Last month, the US House of Representatives voted to reauthorize the 2008 FISA Amendment Act (FAA), but not without attracting criticism from some very concerned parties. The American Civil Liberties Union filed a legal brief warning, “Under the FAA, the government can target anyone — human rights researchers, academics, attorneys, political activists, journalists — simply because they are foreigners outside the United States, and in the course of its surveillance it can collect Americans’ communications with those individuals.”
Beside from the obvious opposition to the warrantless wiretapping of any American with no explanation, there’s another problem that has put the FAA in the spotlight. The Justice Department has insisted that Americans can’t challenge the eavesdropping provisions because no civilians can say with absolute certainty that they have been targeted by secret surveillance.
The reason Americans can’t prove they’ve been monitored, of course, is because the government won’t give them yes or no answer anytime they’ve been asked.

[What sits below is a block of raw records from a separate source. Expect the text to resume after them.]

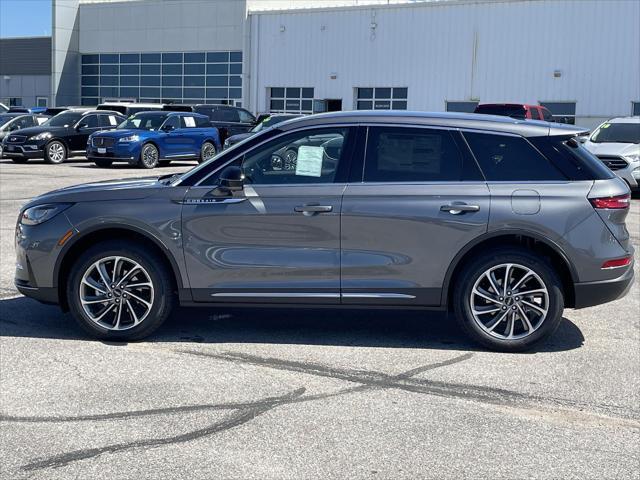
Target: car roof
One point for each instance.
(635, 119)
(473, 121)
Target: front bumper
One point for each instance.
(590, 294)
(25, 150)
(119, 152)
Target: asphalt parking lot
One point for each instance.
(307, 394)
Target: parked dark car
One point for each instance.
(129, 108)
(227, 119)
(504, 222)
(521, 111)
(12, 122)
(149, 139)
(266, 122)
(60, 137)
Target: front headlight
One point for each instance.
(41, 136)
(41, 213)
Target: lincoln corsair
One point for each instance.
(504, 222)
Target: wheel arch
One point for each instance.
(513, 238)
(101, 233)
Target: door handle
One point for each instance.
(458, 208)
(311, 209)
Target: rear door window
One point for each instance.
(506, 158)
(398, 154)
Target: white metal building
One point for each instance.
(579, 58)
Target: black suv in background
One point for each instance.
(60, 137)
(227, 119)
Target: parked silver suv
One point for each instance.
(505, 222)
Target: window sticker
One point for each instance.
(309, 162)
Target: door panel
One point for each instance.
(397, 242)
(255, 247)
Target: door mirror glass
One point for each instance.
(231, 179)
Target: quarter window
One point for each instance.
(563, 112)
(381, 98)
(397, 154)
(510, 158)
(311, 156)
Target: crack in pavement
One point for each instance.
(243, 414)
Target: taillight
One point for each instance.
(617, 262)
(612, 203)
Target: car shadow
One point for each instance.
(23, 317)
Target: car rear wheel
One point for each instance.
(207, 152)
(103, 163)
(55, 152)
(149, 156)
(508, 300)
(120, 291)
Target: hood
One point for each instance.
(125, 189)
(31, 131)
(612, 148)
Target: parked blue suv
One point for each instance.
(149, 139)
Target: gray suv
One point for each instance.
(504, 222)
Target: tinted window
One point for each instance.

Each time the question comes up over who has been targeted, the government has defaulted to say that national security prohibits them from disclosing who’s been subjected to NSA spying, claiming state secret privilege to prevent disclosing even the bare bones of their wiretapping program. When two US senators asked the Office of the Inspector General of the Intelligence Community earlier this year, “how many people inside the United States have had their communications collected or reviewed under the authorities granted by section 702” of the FAA, the NSA fired back by saying even responding to that inquiry would be against their rules.